We enjoyed the excitement of the passing peddlers and truckers on St. Urbain – it was, as Sugarman said, an education – but we also had our traffic accidents. Once a boy was killed. An only son. Another time an old man. But complain, complain, we could not get them to install traffic lights on our corner.
“When one of ours is killed by a car they care? It saves them some dirty work.”
But Tansky insisted it wasn’t anti-Semitism. Ours was a working-class area. That’s why we didn’t count.
St. Urbain was one of five working-class ghetto streets between the Main and Park Avenue.
To a middle-class stranger, it’s true, the five streets would have seemed interchangeable. On each corner a cigar store, a grocery, and a fruit man. Outside staircases everywhere. Winding ones, wooden ones, rusty and risky ones. An endless repetition of precious peeling balconies and waste lots making the occasional gap here and there. But, as we boys knew, each street between the Main and Park Avenue represented subtle differences in income. No two cold-water flats were alike and no two stores were the same either. Best Fruit gypped on weight but Smiley’s didn’t give credit.
Of the five streets, St. Urbain was the best. T
hose on the streets below, the out-of-breath ones, the borrowers, the yentas, flea-carriers and rent-skippers, goniffs from Galicia, couldn’t afford a day in the country or tinned fruit for dessert on the High Holidays. They accepted parcels from charity matrons (Outremont bitches) on Passover, and went uninvited to bar-mitzvahs and weddings to carry off cakes, bottles, and chicken legs. Their English was not as good as ours. In fact, they were not yet Canadians. Greeners, that’s what they were. On the streets above, you got the ambitious ones. The schemers and the hat-tippers. The pusherkes.

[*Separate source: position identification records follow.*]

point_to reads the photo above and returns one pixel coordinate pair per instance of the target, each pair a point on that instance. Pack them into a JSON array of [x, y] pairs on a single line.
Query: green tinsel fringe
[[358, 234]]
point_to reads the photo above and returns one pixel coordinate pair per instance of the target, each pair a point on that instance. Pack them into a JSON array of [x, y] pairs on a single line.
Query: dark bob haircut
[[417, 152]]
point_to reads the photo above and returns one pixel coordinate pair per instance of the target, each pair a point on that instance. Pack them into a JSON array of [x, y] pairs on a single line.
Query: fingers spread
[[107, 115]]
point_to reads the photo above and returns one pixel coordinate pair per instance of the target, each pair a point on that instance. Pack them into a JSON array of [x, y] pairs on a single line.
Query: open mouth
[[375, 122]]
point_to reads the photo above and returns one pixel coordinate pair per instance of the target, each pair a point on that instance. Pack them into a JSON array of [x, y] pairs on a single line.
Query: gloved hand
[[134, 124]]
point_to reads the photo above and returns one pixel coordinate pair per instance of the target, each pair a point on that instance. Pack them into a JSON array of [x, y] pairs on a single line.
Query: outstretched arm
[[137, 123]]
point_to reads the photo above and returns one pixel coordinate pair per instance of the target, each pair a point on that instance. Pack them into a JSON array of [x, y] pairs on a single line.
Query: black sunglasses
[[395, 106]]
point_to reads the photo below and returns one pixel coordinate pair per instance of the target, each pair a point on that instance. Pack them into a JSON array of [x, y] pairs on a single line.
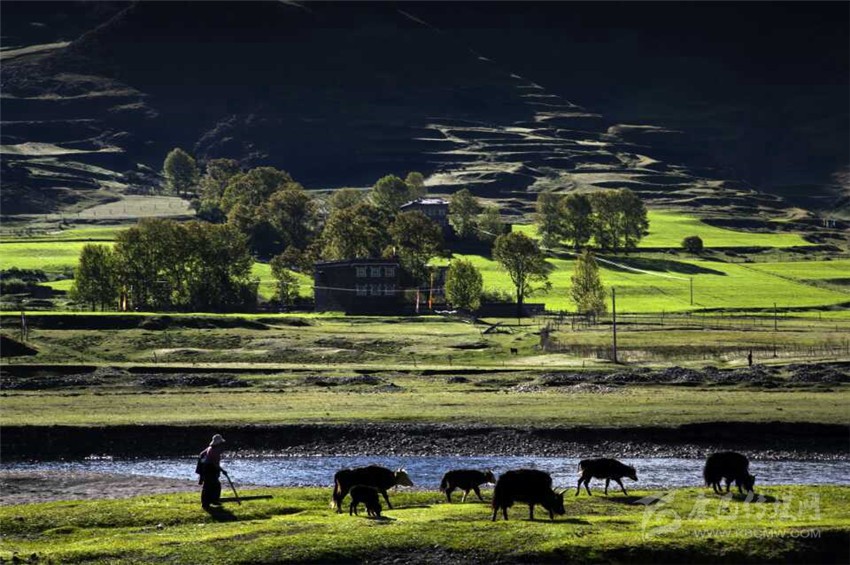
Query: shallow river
[[426, 472]]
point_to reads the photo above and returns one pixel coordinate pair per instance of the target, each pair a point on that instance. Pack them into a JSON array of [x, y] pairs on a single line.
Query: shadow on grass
[[631, 500], [754, 498], [220, 514], [660, 265]]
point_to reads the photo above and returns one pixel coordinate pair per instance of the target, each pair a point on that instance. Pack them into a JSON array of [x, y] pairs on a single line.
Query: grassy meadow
[[651, 282], [667, 229], [489, 398], [809, 524]]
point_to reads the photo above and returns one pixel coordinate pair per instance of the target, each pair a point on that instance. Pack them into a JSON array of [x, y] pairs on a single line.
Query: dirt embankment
[[27, 487], [770, 439]]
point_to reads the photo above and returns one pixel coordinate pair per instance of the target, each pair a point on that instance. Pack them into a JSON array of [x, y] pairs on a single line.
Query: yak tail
[[335, 493], [497, 498]]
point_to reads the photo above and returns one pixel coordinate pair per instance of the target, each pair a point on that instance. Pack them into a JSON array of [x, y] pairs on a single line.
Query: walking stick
[[232, 487]]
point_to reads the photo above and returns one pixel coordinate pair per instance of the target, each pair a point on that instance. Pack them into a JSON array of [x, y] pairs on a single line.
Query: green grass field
[[487, 398], [789, 524], [667, 230], [717, 284]]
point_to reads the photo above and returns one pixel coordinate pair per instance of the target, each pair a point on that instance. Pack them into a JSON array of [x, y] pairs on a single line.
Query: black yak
[[465, 480], [608, 469], [374, 476], [529, 486], [369, 497], [730, 466]]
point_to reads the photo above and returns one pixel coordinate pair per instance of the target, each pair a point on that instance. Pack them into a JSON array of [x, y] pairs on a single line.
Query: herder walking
[[209, 469]]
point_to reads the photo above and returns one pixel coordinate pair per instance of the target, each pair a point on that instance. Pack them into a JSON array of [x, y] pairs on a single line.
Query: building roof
[[426, 202], [352, 262]]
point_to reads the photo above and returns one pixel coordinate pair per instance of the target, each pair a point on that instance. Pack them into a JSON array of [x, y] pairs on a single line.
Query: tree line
[[292, 228], [263, 212], [616, 220], [166, 265]]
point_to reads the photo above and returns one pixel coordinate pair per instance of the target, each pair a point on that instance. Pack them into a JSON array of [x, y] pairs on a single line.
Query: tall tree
[[463, 213], [163, 264], [634, 223], [490, 224], [521, 257], [180, 172], [586, 291], [357, 232], [577, 219], [464, 285], [415, 239], [415, 185], [253, 188], [389, 193], [605, 220], [293, 213], [217, 175], [217, 268], [95, 278], [548, 219], [286, 288], [345, 198]]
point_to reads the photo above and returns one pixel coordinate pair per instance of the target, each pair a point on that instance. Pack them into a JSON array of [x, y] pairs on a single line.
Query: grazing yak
[[608, 469], [529, 486], [380, 478], [369, 497], [465, 480], [730, 466]]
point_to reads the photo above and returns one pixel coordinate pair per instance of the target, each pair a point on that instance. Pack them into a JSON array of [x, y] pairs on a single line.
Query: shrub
[[692, 244]]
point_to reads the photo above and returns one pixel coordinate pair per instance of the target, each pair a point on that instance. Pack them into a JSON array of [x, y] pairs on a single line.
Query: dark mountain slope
[[341, 94]]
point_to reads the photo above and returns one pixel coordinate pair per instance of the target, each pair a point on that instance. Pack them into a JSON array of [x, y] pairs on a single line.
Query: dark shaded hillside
[[506, 98]]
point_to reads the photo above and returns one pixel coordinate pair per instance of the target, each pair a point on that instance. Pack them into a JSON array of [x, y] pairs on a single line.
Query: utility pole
[[614, 324]]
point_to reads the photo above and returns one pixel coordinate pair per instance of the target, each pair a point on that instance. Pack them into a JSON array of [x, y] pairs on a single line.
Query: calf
[[380, 478], [465, 480], [730, 466], [369, 497], [529, 486], [608, 469]]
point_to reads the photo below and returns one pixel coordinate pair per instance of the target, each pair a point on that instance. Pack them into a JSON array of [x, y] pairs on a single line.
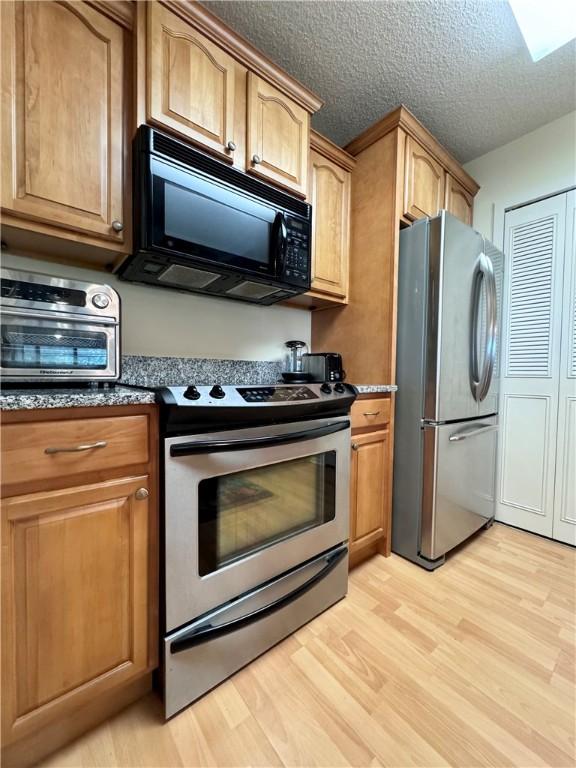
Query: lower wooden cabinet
[[79, 575], [75, 598]]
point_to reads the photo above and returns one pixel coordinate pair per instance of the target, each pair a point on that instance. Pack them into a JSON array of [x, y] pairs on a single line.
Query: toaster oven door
[[50, 348]]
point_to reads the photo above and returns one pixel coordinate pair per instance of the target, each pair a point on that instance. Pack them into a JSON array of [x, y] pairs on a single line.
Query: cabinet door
[[458, 201], [74, 599], [330, 199], [369, 492], [278, 136], [423, 182], [62, 103], [190, 82]]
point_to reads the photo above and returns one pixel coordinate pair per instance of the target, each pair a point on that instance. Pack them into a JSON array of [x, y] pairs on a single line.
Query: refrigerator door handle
[[471, 432], [480, 382]]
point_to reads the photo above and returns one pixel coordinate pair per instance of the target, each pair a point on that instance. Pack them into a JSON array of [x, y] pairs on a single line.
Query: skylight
[[545, 24]]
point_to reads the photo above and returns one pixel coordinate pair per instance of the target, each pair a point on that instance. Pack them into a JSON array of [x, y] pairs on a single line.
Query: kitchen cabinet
[[64, 144], [370, 478], [330, 181], [278, 136], [191, 83], [210, 86], [458, 200], [423, 182], [79, 572]]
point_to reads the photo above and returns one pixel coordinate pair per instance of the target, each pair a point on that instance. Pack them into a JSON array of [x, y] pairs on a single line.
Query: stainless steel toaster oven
[[55, 329]]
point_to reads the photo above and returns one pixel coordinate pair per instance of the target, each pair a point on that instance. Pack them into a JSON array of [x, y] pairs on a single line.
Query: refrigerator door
[[458, 484], [460, 321]]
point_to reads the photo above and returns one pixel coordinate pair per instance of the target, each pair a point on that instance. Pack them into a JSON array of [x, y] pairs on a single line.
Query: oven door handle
[[211, 632], [221, 446]]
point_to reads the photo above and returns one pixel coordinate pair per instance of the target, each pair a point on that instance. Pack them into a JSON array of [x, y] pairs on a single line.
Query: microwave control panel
[[297, 260]]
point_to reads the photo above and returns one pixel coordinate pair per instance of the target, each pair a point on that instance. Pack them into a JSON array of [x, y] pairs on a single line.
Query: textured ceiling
[[460, 66]]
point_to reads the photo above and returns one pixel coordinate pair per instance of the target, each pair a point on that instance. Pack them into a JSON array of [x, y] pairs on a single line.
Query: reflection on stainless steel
[[446, 408]]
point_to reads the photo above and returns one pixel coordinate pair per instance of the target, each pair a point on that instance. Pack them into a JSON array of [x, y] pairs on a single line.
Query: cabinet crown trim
[[401, 117], [331, 151], [243, 51]]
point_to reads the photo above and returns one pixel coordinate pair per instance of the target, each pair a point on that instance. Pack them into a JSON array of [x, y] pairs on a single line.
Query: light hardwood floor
[[472, 665]]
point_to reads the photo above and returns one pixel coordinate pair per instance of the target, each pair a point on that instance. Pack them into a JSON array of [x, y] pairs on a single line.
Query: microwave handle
[[279, 241]]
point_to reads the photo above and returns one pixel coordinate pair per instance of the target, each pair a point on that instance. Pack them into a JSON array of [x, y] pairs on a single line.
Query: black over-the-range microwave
[[203, 226]]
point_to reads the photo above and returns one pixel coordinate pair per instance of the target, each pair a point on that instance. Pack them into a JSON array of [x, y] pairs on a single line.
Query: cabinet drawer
[[374, 412], [34, 451]]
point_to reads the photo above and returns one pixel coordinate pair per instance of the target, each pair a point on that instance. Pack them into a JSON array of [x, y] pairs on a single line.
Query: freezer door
[[460, 321], [458, 483]]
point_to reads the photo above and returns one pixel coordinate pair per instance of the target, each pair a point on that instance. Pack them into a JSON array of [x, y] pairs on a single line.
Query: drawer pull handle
[[78, 448]]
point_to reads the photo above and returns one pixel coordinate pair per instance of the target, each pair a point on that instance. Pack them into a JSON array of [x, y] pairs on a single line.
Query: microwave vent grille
[[177, 151]]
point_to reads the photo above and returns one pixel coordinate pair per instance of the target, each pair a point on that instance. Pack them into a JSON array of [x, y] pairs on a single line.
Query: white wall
[[537, 164], [157, 321]]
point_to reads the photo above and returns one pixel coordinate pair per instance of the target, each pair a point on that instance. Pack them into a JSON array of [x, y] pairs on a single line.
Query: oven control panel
[[276, 394]]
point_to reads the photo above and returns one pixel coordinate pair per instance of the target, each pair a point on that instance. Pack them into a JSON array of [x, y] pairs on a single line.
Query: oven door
[[244, 506], [44, 347]]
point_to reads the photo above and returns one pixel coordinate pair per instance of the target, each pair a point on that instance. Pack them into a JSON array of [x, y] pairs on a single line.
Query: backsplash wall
[[162, 322]]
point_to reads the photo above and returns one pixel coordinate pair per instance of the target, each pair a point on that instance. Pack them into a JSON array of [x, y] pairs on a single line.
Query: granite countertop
[[374, 389], [28, 399]]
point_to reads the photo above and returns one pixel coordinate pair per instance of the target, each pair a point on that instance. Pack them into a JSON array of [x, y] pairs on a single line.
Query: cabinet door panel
[[330, 199], [423, 182], [369, 488], [458, 201], [75, 598], [190, 82], [278, 136], [63, 143]]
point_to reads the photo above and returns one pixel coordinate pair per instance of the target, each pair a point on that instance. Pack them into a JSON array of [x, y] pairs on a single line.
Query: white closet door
[[534, 247], [564, 527]]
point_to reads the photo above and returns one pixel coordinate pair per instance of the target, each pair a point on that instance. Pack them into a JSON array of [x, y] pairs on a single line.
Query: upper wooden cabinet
[[63, 142], [191, 82], [329, 195], [278, 136], [458, 201], [423, 182], [211, 87]]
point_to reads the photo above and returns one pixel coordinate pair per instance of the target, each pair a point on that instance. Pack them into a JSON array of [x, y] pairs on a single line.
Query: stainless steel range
[[256, 493]]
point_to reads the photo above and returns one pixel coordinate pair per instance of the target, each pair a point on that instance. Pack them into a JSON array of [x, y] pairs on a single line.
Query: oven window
[[246, 511], [25, 346]]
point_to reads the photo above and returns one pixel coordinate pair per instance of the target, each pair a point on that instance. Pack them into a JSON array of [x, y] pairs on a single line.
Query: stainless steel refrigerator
[[449, 296]]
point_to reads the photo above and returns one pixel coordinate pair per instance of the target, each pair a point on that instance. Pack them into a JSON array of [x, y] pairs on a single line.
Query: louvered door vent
[[531, 282]]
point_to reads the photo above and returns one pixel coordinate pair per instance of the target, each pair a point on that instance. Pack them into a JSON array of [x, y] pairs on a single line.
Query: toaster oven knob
[[100, 300]]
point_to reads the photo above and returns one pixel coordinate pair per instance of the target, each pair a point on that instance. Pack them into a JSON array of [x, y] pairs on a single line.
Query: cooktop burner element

Among the wonders of St. Urbain, our St. Urbain, there was a man who ran for alderman on a one-plank platform – provincial speed cops were anti-Semites. There was a semi-pro whore, Cross-Eyed Yetta, and a gifted cripple, Pomerantz, who had had a poem published in transition before he shrivelled and died at the age of twenty-seven. There were two men who had served with the Mackenzie-Paps in the Spanish Civil War and a girl who had met Danny Kaye in the Catskills. A boy nobody remembered who went on to become a professor at M.I.T. Dicky Rubin who married a shiksa in the Unitarian Church. A boxer who once made the Ring magazine ratings. Lazar of Best Grade Fruit who raked in twenty-five hundred dollars for being knocked down by a No. 43 streetcar. Herscovitch’s nephew Larry who went to prison for yielding military secrets to Russia. A woman who actually called herself a divorcée. A man, A.D.’s father, who was bad luck to have in your house. And more, many more.
St. Urbain was, I suppose, somewhat similar to ghetto streets in New York and Chicago. There were a number of crucial differences, however. We were Canadians, therefore we had a King. We also had “pea-soups,” that is to say, French Canadians, in the neighbourhood. While the King never actually stopped on St. Urbain, he did pass a few streets above on his visit to Canada just before the war. We were turned out of school to wave at him on our first unscheduled holiday, as I recall it, since Buster Crabbe, the Tarzan of his day, had spoken to us on Canada Youth Day.